6. Elephant Nature Park
A day spent here is an eye-opening experience, as you both get to spend time up close with the elephants and learn about their plight. The cost of volunteering includes transportation and lunch, and the money goes toward maintaining the grounds and providing for the animals. Be sure to book in advance, as the volunteer spots do fill up ahead of time.
7. Tiger Kingdom
Elephants are the priority animals for travelers in Chiang Mai, but tigers are a close second. The Tiger Kingdom draws large crowds because of the promise of some serious face time with one of the world’s fiercest predators. When you arrive, you can choose a package based on which tigers you want to see. The most popular are the babies (of course) and the full-grown tigers, though you can see mid-range ones as well. You’ll get 10-15 minutes in a caged area, where you can pet the animals and take photos for proof that you were actually cuddled up next to a tiger.

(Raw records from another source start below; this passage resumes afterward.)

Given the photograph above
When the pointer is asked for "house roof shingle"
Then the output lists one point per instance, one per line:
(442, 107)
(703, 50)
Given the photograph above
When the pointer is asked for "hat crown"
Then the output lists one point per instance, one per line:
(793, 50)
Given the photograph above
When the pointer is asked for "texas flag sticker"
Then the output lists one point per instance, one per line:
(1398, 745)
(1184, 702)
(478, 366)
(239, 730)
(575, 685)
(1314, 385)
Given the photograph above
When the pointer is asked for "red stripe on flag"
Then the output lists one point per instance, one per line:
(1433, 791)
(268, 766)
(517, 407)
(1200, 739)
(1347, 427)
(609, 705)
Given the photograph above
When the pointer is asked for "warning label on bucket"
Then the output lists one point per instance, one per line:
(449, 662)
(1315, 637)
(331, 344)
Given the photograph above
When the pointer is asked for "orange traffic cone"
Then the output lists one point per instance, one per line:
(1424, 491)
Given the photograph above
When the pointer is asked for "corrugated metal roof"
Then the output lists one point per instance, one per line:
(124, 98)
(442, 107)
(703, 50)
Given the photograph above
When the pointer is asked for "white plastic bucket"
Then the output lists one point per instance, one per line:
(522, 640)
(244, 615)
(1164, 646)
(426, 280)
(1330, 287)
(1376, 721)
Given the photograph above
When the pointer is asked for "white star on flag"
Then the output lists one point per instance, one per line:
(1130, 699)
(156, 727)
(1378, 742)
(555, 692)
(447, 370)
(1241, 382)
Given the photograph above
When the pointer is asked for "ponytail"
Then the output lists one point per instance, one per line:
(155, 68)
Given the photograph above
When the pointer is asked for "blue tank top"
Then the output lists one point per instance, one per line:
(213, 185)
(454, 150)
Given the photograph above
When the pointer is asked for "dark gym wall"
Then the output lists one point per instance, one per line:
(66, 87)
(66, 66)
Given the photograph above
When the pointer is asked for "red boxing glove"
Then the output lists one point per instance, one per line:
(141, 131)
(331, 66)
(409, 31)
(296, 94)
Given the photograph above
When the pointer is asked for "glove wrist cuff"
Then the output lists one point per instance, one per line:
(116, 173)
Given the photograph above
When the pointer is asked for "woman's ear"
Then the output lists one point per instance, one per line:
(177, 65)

8. Eakachai Houseboat at Mae Ngat Dam
If you think Huay Tung Tao sounds sweet, wait until you get a load of the floating houses at Mae Ngat Dam. These small bungalows on the water can only be reached by boat, so you have to hire someone to take you out to your humble abode for the night. Whether you’re sunning yourself on your deck or paddling around the lake, you’ll be amazed by the stunning beauty of this park – found about a 30-minute ride from the city.
9. Huay Tung Tao
This is a perfect place to laze away a day under the Thai sun, surrounded by hills and with a lake to swim in at your leisure. This reservoir is popular with locals and ex-pats alike. You can rent a hut on the lake for the equivalent of a few dollars, and a huge tube to lounge on in the water for 50THB (approx.).
10. Sunday Walking Street
If you’re wondering where to get your street grub on during the weekend, fear not. Chiang Mai has a market for every occasion. The Sunday Walking Street is a must for eating and shopping, though go early if you’re not one for crowds. The main market thoroughfare is Rachadamnoen Road, which begins just behind Thapae Gate, where you’ll find vendors selling handcrafted lamps, dolls, soaps, jewelry, clothes, Christmas ornaments, local handicrafts, and just about every other keepsake you can imagine. As you reach the end of the first block of Rachadamnoen, you’ll find yourself flanked by two temples. The market stretches the length of the road, and if you’re interested in doing any shopping at all, leave yourself several hours to wander, shop, and eat.